By design, On the Basis of Sex is a very manipulative movie, a fangirling tribute to one of history’s important icons. Leder wants you to feel fury when doors are closed on Ruth just because of her gender, and she also wants you to applaud when she sticks it to the sexist society pushing her down. It’s nonetheless effective, particularly as Ruth finds that key case she’s been looking for in 1970, involving a man who was denied a tax deduction for nursing care needed for his sick mother. Seeing this as an opening to challenge gender standards by arguing the denial is discriminatory against the traditional roles of men, Ruth and Mel eventually find backing from the ACLU and its legal director, the gruff and stubborn Mel Wulf (Justin Theroux, effectively playing against comedic type).
In true familiar biopic fashion, their legal opposition could not be more cartoonishly sexist and two-dimensional. Waterston’s Griswold is almost always shot in dark shadows and oblique, uncomfortable angles, reinforcing the overt piggish dialogue he’s forced to read. Not faring much better are Professor Brown (Stephen Root) and James Bozarth (Jack Reynor), lawyers set to put the progression of women to rest. They’re the despicable manifestations of the portion of society stuck in the times, offset by a youth movement ready to protest and take to the streets (including Ruth’s daughter Jane). The villains serve their purpose, but it comes at the expense of any kind of interesting character writing.
A movie like On the Basis of Sex is allowed to be manipulative as long as it makes you feel the emotional highs in its rousing courtroom speeches and filibustering monologues.

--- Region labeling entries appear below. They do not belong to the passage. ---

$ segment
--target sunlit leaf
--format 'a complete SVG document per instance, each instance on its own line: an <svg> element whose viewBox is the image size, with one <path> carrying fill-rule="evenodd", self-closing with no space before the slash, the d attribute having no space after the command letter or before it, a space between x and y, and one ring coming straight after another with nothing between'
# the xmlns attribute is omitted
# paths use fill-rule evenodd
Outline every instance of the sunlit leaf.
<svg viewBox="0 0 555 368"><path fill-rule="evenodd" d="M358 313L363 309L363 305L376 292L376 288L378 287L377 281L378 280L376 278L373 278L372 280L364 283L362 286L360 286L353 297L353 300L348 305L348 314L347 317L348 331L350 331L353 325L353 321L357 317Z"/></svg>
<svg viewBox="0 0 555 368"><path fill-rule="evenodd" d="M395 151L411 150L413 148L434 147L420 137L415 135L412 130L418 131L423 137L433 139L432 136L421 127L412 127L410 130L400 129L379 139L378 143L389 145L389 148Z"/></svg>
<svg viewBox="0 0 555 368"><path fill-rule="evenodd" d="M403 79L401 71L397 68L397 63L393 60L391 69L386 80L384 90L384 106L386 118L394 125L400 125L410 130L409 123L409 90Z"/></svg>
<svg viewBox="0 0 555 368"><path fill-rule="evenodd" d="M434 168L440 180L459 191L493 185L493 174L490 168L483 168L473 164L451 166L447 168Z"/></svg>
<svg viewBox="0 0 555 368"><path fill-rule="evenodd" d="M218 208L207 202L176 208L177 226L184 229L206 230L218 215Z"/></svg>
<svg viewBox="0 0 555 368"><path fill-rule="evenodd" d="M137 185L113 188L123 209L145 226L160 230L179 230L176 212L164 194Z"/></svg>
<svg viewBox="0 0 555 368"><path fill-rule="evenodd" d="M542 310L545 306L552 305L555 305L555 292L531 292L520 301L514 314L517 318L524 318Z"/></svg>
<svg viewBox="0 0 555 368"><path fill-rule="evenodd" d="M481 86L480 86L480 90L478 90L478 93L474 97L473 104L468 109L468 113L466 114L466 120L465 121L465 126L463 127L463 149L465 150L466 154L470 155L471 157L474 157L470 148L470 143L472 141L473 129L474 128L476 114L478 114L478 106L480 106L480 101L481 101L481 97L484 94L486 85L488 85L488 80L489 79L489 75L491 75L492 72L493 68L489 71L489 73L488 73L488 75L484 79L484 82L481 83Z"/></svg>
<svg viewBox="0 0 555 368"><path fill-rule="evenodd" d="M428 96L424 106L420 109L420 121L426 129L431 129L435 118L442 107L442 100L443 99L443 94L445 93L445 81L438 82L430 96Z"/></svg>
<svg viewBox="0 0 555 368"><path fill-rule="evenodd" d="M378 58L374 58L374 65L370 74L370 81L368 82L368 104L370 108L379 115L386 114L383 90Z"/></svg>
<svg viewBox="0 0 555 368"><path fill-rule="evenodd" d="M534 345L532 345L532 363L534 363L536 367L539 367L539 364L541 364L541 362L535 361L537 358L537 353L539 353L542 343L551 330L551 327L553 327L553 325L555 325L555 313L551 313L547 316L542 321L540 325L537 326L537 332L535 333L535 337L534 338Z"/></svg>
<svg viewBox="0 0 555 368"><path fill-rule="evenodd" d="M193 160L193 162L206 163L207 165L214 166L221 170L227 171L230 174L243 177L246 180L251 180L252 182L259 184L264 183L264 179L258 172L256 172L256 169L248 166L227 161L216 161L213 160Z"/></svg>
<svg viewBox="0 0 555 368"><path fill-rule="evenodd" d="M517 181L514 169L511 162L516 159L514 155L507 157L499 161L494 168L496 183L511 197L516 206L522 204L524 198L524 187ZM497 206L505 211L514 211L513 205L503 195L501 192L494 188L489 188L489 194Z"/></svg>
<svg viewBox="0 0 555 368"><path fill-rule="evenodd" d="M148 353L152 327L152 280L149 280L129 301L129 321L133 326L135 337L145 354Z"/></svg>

Leder makes sure that the moments that really need to land hit with monumental importance and impact, particularly in the final 20-30 minutes. You really can feel the weight of the final case, and what it would mean if Ruth and Martin were to fail. We know the outcome, but given the slippery slope we’ve seen in contemporary times that can come if we start losing the fight for progressivism, we’re still holding our breath.
Jones’ tremendous performance adds to that desperation and brevity. For a movie that often finds itself treating Ginsburg like a legal god, Jones remarkably makes her feel fully developed. She really leans into how her personal shortcomings as an inexperienced litigator and public speaker, and how those weaknesses threaten to negate her natural talents and jeopardize her entire life’s work. Hammer’s character, serving as a more charismatic yin to Ruth’s blunt and determined yang, is a bit bland, but his natural screen presence and chemistry with Jones provides more than enough enjoyment.
On the Basis of Sex certainly wants you thinking just as much about 2019 as you are about 1970. It’s a message movie from start to finish, a reminder of the past’s triumphs and a call to action to keep Ruth’s mission moving in that direction. Those impassioned good intentions limit how special and unique as a film On the Basis of Sex can be, but as a crowd pleasing history lesson about one of the most important women of the last two centuries, I certainly rule in favor of a watch.